Stärken des Mediums:

Der Beitrag erschließt jüdische Gegenwartskultur und Geschichte durch ein unerwartetes, motivierendes Medium: den Witz. Er vermeidet die im RU häufige Verengung auf Leidens- und Verfolgungsgeschichte und zeigt stattdessen eine Form kultureller Resilienz und geistiger Stärke. Die konkreten Anekdoten (Kishon, Wien 1938, Hitler-Porträt) sind einprägsam und gesprächsanregend. Der Beitrag erschien zusammen mit den beiden anderen Humor-Beiträgen vom 01.03.2026 (muslimische Comedians, Karikaturen) und bildet mit diesen ein thematisches Triptychon, das sich für eine verbundene Unterrichtseinheit anbietet.

Grenzen des Mediums:

Kein vollständiges Transkript verfügbar; textbasierter Einsatz erfordert Transkription.
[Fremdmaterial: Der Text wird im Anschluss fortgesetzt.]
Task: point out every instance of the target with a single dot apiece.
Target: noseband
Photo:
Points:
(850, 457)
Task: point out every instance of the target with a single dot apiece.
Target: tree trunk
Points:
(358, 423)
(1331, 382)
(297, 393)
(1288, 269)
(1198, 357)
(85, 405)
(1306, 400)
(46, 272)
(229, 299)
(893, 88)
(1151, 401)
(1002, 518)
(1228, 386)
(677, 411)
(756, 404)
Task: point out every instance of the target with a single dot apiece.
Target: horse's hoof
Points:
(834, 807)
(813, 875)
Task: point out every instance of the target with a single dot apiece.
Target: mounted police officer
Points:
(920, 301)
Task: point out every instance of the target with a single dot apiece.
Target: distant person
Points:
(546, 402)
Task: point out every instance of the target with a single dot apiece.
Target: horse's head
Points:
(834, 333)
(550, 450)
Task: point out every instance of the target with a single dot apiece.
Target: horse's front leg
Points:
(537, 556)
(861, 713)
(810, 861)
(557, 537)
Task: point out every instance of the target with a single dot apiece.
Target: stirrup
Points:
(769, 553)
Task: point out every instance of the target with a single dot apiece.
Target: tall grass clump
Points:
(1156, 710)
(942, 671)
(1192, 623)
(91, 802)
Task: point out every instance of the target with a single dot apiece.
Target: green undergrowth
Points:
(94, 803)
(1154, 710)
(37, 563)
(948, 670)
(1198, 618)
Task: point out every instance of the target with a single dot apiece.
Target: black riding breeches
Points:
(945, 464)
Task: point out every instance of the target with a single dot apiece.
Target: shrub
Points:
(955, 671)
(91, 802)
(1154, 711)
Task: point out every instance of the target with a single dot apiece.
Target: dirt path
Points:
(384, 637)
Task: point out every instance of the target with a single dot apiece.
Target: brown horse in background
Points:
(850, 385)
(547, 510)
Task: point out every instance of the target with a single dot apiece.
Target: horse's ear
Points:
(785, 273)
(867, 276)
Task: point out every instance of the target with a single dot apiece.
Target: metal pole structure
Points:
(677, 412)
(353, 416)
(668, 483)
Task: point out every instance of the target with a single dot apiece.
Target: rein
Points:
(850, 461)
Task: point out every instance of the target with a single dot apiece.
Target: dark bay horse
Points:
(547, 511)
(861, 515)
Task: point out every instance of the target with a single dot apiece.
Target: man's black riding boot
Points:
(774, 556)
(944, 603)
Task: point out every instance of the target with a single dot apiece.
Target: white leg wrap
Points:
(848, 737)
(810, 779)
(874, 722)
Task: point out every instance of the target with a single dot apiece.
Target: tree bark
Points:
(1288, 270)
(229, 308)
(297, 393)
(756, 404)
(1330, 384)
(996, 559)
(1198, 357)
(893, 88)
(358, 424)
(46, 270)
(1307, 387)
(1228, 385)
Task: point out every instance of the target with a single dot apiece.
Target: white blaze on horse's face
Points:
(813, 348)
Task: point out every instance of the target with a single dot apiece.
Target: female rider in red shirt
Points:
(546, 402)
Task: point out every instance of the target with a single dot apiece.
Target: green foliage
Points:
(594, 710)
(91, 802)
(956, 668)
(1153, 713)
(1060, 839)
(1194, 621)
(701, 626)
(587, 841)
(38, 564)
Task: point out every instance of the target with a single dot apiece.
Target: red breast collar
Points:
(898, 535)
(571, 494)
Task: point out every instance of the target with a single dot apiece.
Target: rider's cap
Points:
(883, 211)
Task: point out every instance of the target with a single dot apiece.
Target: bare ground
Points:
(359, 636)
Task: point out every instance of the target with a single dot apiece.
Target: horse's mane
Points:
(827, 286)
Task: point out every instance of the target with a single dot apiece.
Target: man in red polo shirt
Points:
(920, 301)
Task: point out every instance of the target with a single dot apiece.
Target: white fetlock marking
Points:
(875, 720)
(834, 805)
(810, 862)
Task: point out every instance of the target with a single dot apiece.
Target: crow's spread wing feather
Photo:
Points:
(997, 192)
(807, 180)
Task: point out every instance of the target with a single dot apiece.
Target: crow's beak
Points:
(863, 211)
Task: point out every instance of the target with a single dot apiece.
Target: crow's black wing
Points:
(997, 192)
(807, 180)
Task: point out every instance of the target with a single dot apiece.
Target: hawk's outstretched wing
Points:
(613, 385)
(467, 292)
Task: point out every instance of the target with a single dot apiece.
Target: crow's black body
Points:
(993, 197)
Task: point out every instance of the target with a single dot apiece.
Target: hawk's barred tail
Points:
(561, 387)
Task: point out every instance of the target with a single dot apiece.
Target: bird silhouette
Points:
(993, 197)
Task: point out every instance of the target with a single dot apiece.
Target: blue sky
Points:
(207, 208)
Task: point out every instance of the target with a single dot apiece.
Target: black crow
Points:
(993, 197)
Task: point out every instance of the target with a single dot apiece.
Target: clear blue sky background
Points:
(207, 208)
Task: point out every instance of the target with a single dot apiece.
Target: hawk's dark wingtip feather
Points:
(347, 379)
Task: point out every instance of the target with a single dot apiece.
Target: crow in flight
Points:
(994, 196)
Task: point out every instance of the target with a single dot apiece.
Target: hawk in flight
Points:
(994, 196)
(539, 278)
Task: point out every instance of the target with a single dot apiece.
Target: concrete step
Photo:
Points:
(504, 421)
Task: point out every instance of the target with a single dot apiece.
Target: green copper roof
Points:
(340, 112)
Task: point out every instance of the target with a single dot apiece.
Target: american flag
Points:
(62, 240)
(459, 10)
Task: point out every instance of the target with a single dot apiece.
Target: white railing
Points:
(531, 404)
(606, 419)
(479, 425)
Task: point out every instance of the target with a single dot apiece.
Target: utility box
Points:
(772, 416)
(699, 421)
Einige Anekdoten – insbesondere das Hitler-Porträt und der SS-Glasauge-Witz – können in Lerngruppen mit unterschiedlichen Familiengeschichten oder mit jüdischen SuS sensibel sein; die Lehrkraft muss den Rahmen bewusst gestalten. Der Beitrag liefert keine systematische Einführung in das Judentum; er setzt ein Grundwissen über jüdische Geschichte voraus.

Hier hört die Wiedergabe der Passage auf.